Q. Nous avons observé que les nombreuses causes de la douleur
humaine sont dues au karma, par exemple, si on naît aveugle
c 'est par karma, si une personne naît difforme, c 'est par
karma, etc.. Mais, nous observons que dans le monde animal,
existe aussi beaucoup de douleur, parce qu'un chat ou un chien
ou un autre animal, peut naître sans refuge, ou avec une infirmité
à la patte et il ne fait rien d'autre que souffrir énormément.
Est-ce que ce type de douleur qui se vit dans le monde animal
est aussi dû au karma ?

R. Parler du karma, c'est parler de quelque chose de très sérieux
et nous devons être attentif à la réponse. Indiscutablement,
l'être humain est inexorablement contrôlé par la Loi du Karma
dans beaucoup d'aspects de sa vie, et ainsi voyons-nous qu'il y
a des situations très désagréables produites par le karma dans la
vie d'une personne et il y a des situations très agréables produites
aussi par la Loi du Karma, mais dans son aspect dharmique.

Dans le monde animal, il faut savoir qu'il existe des animaux
évolutifs et des animaux involutifs.
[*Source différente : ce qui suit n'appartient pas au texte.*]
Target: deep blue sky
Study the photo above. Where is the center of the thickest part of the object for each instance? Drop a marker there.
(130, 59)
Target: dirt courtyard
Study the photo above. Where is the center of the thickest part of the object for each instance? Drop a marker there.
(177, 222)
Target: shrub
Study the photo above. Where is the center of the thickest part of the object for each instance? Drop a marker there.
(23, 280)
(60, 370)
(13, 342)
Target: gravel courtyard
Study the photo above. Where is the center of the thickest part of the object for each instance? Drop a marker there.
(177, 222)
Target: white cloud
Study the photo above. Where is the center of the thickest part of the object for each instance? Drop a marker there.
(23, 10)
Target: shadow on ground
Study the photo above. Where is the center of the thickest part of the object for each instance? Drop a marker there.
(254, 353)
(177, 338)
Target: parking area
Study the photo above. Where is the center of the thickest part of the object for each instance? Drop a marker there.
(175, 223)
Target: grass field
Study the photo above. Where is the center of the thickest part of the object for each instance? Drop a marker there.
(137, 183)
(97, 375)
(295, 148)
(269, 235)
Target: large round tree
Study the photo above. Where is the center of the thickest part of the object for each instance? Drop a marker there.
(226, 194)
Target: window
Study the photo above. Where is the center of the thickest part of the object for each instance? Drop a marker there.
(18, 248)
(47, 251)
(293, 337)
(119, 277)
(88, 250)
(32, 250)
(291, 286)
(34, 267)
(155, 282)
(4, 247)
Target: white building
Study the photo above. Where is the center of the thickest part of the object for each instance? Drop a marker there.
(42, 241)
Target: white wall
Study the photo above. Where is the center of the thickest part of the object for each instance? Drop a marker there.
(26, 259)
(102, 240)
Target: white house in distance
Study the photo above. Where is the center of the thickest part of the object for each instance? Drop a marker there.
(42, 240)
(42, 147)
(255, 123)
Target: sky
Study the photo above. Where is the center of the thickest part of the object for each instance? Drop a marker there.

Dans le cas concret des animaux
familiers, nous savons qu'il y a des chiens évolutifs et il
y a des chiens involutifs. On ne peut pas passer sous silence le
fait de faire savoir à nos frères que quelquefois un chien vit une
situation kharmique parce qu'il est en voie d'involution, mais ce
n'est pas une règle générale applicable à tous les chiens que nous
voyons.

Si ce dont nous parlons concerne les créatures élémentales
évolutives, nous voyons regrettablement qu'elles aussi ne se libèrent
pas souvent de la douleur, et deux raisons peuvent en être
la cause : la première est due à la Loi d'Accidents. Prenons un
exemple : un petit chat a pu naître aveugle dans le meilleur des
cas, c'est la vérité, mais si nous étudions l'origine de cette maladie
nous trouvons que la mère a été soumise pendant sa gestation
à un grand stress parce que dans la maison où elle vivait, les
propriétaires ont emmené un autre animal (un chien), ou parce
que peut-être un enfant l'a renversée sans le vouloir avec sa bicyclette.
Le petit chat est né aveugle non pas par karma, mais par
accident.

L'autre cause de la douleur que nous voyons dans le monde
animal évolutif a son origine simplement dans le fait que nous
tous, dans ce monde physique, nous vivons dans un Kali-Yuga,
une époque de ténèbres et, dans un Kali-Yuga, il n'existe aucune
espèce d'amour, ni de l'homme envers son frère l'homme, ni de
l'homme envers la nature, et encore moins de l'homme envers
les créatures élémentales, que ce soient les vaches, les chèvres,
les chiens, les chats ou quoi que se soit. Ceci provoque indubitablement
une atmosphère très néfaste, vraiment catastrophique
que nous voyons se refléter dans la vie misérable que vivent les
petits chats, les petits chiens, sans qu'ils purgent pour cela aucun
karma; c'est simplement parce que l'être humain qui vit dans un
Kali-Yuga est très dégénéré et abandonne totalement ses devoirs
d'être humain envers ses petits frères.

Q. Étant donné que tu nous as dit que le karma n 'existe pas
dans le règne animal, qu 'est-ce qu 'il se passe avec un petit animal
qui a souffert terriblement, qui a été abandonné, maltraité,
qui a terriblement souffert, frappé, qui a enduré des maladies,
et qui est mort renversé ? Cette âme qui a tant souffert de façon
injuste et sans être coupable, va-t-elle être récompensée de quelque
manière par la Divinité dans une prochaine vie ?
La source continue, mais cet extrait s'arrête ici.